Dead of Winter - Page 46/91

“Why didn’t you tell me?”

“I didn’t know until they said something.”

He jerked his chin at Aric. “I bet he knew that history. Guess he couldn’t find time in three months to warn you about a pair of psycho killers who’re out for your blood.”

I had wondered the same.

Graaaate. “After she earned my trust, I had only scant hours with her—because of your foolhardy capture. And actually that insults the Fool.”

I rubbed my temples. “Can we just talk about the plan, please?”

Jack cast a last scowl at Aric, then shifted his attention to me. “I’m meeting some dissenters from Azey North tomorrow on the road. I’ll work with whatever I learn, see if I can trust them. At worst, they can give me intel on Selena. At best, they’ll help me take the twins and the general off guard. I’ll kill those three, free Selena, and seize command.”

Aric raised his sword, eyeing the edge. “So our ‘plan’ rests on how well the mortal can read his co-conspirators’ trustworthiness?”

“You got a better idea, Reaper? I’m all ears.”

“You assume the source twins and the Archer will be in Dolor?”

“Ouais. Until I hear different. It’s the only waypoint I got.”

I asked, “If anything goes wrong, will the Lovers retaliate against Selena? Or if they find out another Arcana is riding with me?”

“Empress, they’re already torturing her.”

I flinched and thought Jack had too. No doubt reliving his own torment, the ordeal he would never tell me about. “Will they kill her?”

Aric shook his head. “Not for a while. She’s the most valuable thing they possess. Consider the lengths they went to in order to acquire her. If they were going to murder her outright, it would already be done.”
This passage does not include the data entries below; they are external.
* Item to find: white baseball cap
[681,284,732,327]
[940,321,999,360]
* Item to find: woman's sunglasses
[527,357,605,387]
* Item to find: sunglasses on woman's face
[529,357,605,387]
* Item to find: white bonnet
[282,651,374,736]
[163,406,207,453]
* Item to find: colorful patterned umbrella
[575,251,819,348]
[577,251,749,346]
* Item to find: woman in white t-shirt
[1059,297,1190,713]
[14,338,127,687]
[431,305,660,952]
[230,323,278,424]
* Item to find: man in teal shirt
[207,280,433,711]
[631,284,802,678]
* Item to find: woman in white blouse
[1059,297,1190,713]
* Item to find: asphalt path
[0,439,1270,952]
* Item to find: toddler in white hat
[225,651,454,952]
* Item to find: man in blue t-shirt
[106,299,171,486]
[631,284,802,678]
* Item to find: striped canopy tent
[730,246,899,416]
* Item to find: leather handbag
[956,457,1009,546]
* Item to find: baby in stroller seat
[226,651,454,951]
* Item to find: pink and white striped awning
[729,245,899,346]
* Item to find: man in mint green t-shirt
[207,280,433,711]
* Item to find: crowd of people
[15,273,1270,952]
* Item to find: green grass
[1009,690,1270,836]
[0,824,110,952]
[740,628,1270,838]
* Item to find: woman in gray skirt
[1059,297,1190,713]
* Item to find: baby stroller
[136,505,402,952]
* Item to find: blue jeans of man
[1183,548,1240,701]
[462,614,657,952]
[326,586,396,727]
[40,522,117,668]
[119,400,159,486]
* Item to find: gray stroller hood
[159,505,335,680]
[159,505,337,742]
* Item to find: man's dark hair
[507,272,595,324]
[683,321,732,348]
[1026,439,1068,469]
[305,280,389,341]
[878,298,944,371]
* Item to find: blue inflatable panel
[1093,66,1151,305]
Death had gone to lengths to acquire—and keep—me. He’d had a suite prepared in his apocalypse-proof castle. I could understand how Aric had accrued so much power through the ages, to prepare for and weather the end of the world.

But how had the Milovnícis gotten the upper hand—over everyone? “How did the general amass an army?”

“He owned a private security firm in Virginia,” Jack said, “with a mini-army of mercenaries—the kind of paramilitary that rescued kidnapped CEOs and stuff. The Milovnícis and those mercs must’ve holed up during the Flash. Afterward, his men overran smaller militias in the Southeast, one after another. He built the Azey like a snowball.”

A bloody, murderous snowball—

Suddenly both Jack and Aric tensed. Outside, Thanatos gave a low nicker.

“What is it?” I asked.

Aric rose with that lethal grace. “I’m going to stand watch.”

Jack was on his feet as well. “If there’s something out there, I’m ready to fight.”

“The day I need your help . . .” Aric trailed off. “I will never need your help, mortal.” To me, he said, “Get some sleep. You can rest secure, sievā.”

“What’s that word mean?” Jack demanded.

Aric delighted in telling him, “Sievā means wife.”

25

I gazed at the door long after Aric had gone, disbelieving he’d left me alone with Jack, threat or no.

I suspected he was testing me, testing my promise.

“You’re staring after Death,” Jack said, drawing my attention. Anger warred with confusion in his expression. “You worried about him?”

My protectiveness toward Aric hadn’t waned. “Yes.” Worry filled me—for him and Jack. For Selena and Matthew.

“Because you think we need him? Or because you think you care about him?”

“Both.” I did care about Aric, maybe even more than cared.

I’d told Jack and Aric to get their heads in the game. I was one to talk. I couldn’t stop comparing the two.

Jack’s passion and drive versus Death’s intensity and Arcana connection. God help me, I could see myself with either.

Or . . . neither? They’d both hurt me. The red witch in me whispered, That’s what dust is for: to leave them in it.

I wished I could get objective advice. Damn, I missed my best friend Mel. She probably would’ve told me to keep both guys, collecting men like handbags.

Jack set his bow down and began to pace in front of the hearth, his eyes so vivid in the firelight. His black hair had dried, reflecting the flames like a raven’s wing. “Death hurt you in all these ways, but you still give a damn about him.” Out came his flask. “I was dishonest with you over one thing, and you can’t tell me if you’ll stay with me?”

“Put yourself in his shoes, Jack. I tried to murder him after convincing him that I was madly in love with him. I did this to him not once, but twice.”

“You didn’t do anything to him, no! Some long-ago Empress did. You ever heard of Stockholm syndrome? That’s what’s goan on.”

My lips parted. “That’s why you looked at me with pity earlier! That’s why your entire attitude changed? You no longer hate me for getting with him, because you’re putting all the blame on him.”

Jack stopped pacing to face me. “A two-thousand-year-old man stole a vulnerable girl and broke her down.”

He made me sound like Persephone, the daughter of Demeter, forced into the underworld by Hades. But Jack didn’t understand: attitude-wise, I skewed more toward wrathful Demeter than I ever had toward vulnerable Persephone.